When was the last time you trained your line managers about harassment related issues?

In recent times employers have probably been more concerned to ensure their staff are aware of the risks of encountering liability for age discrimination or for discrimination on the grounds of religion or belief or sexual orientation to have been focussed on the law relating to sex discrimination. However recent developments in the law could have significant impact for employers who are responsible for what goes on in the work place when it comes to harassment, unless the employer can be seen to have taken all reasonable steps to prevent such harassment occurring.

The Sex Discrimination Act 1975 (Amendment) Regulations 2008 amend the Sex Discrimination Act 1975 (SDA) following a High Court's decision in last year in Equal Opportunities Commission v Secretary of State for Trade and Industry (, being yet another occasion on which a court has ruled that the UK has failed to implement EC law properly. The 2008 Regulations, which came into effect on 6 April 2008, widen the definition of sex harassment, and make employers liable in certain circumstances for the harassment of an employee by a third party, amongst other things.

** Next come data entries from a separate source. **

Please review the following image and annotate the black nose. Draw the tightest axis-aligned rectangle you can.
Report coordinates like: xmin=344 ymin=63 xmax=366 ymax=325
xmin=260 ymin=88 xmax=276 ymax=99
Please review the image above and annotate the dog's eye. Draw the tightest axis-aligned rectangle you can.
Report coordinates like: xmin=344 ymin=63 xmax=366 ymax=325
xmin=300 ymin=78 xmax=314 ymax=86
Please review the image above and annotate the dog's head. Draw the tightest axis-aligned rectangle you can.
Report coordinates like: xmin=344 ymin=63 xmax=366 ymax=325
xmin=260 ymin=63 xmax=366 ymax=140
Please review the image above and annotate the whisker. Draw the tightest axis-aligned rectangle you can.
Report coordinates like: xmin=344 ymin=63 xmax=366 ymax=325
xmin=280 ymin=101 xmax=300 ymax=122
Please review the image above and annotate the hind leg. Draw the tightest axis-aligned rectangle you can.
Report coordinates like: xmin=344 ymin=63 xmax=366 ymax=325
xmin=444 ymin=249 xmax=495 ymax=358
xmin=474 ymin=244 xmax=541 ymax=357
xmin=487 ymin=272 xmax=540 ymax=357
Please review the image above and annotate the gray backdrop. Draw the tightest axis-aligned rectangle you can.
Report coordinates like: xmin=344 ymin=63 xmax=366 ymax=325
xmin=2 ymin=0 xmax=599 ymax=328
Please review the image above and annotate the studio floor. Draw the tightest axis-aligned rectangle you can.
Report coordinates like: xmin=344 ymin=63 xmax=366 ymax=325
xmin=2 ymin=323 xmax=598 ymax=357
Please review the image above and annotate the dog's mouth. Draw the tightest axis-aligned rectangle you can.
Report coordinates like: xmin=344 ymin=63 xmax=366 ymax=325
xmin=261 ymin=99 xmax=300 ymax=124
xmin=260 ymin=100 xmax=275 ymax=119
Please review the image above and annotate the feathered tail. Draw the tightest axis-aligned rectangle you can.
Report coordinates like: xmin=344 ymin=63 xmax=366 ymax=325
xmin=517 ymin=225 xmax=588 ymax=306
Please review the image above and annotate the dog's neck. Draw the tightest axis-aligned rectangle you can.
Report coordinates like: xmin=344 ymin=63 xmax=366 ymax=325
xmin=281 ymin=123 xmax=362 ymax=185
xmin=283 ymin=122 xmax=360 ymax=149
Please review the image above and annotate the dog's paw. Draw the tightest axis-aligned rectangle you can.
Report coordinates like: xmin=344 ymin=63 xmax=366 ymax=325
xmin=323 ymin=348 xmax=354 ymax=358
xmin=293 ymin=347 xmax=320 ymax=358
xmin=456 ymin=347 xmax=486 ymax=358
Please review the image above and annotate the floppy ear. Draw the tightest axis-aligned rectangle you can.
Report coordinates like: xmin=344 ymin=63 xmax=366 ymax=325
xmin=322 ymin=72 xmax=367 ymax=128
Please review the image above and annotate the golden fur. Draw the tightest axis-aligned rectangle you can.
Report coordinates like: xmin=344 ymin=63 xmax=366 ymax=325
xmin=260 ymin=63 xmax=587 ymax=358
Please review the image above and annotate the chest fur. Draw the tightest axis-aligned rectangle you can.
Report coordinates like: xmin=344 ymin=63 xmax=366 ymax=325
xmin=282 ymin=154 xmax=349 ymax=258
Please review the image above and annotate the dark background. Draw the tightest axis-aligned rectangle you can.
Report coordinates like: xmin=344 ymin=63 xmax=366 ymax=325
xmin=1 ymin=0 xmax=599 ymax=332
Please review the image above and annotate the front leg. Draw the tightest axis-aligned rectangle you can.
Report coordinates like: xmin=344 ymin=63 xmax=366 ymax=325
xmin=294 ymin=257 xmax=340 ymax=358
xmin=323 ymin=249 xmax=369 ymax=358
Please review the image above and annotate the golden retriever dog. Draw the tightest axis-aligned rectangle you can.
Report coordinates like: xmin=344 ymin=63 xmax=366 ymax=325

Under the SDA a person harasses a woman where, "on the ground of her sex, he engages in unwanted conduct that has the purpose or effect of violating her dignity, or creating an intimidating, hostile, degrading, humiliating or offensive environment for her". The 2008 Regulations amend the definition to encompass "unwanted conduct related to her sex or the sex of another person" that has the necessary purpose or effect. This is a wider test: for example, an employee would be entitled to complain about sexist remarks directed at someone else or about jokes relating to another woman, such as a celebrity. Would your staff realise they shouldn’t be making comments in work about the size of Jordan’s bust in the latest copy of Hello magazine?

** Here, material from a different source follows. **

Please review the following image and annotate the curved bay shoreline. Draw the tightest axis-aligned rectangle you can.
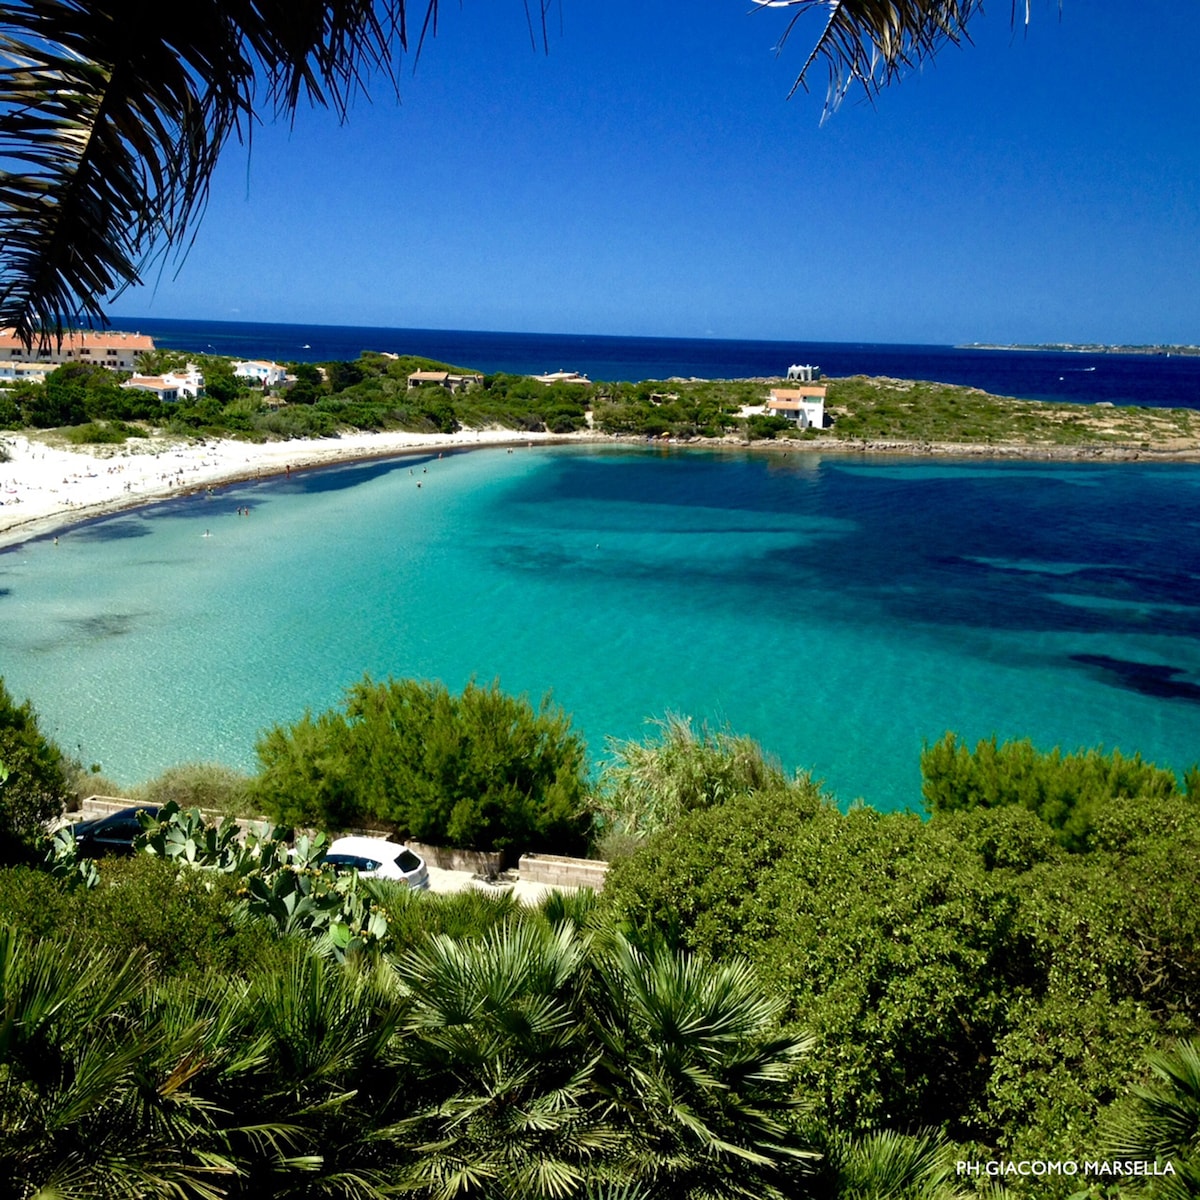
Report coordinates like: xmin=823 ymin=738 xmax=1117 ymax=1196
xmin=3 ymin=424 xmax=1200 ymax=552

The law also widens an employer’s liability for harassment of an employee by a third party such as a visitor, customer, supplier or other service user. The employer is responsible where "A third party subjects the woman to harassment in the course of her employment"; this would cover customers in a restaurant making lewd remarks to a waitress or builders working on your roof woolf-whistling at your employees as they come to work. However liability would only arise if "The employer has failed to take such steps as would have been reasonably practicable to prevent the third party from doing so"; and "The employer knows that the woman has been subject to harassment in the course of her employment on at least two other occasions by a third party". Thus in our example, if the restaurant manager had been informed by other staff of previous comments made by the diner, and failed to warn the diner that such comments would result in him being barred from the restaurant or failed to put signs up in the restaurant warning customers not to be offensive to staff, the restaurant owner could be liable for unlimited damages.

Many readers will say “didn’t we already know this”? after the famous Bernard Manning racial harassment case Burton v De Vere where waitresses were abused by the notoriously rude comedian. Indeed, there are similarities in this law but actually Burton was much wider. The hotel owner didn’t need to know of any previous acts of harassment; the core issue was whether they could reasonably have prevented the harassment in question. Under this new test, even if the third party in question is notorious for having harassed employees in the past and the employer takes no action to prevent further harassment, a new "victim" will have no remedy until she herself has been harassed three times which seems rather odd.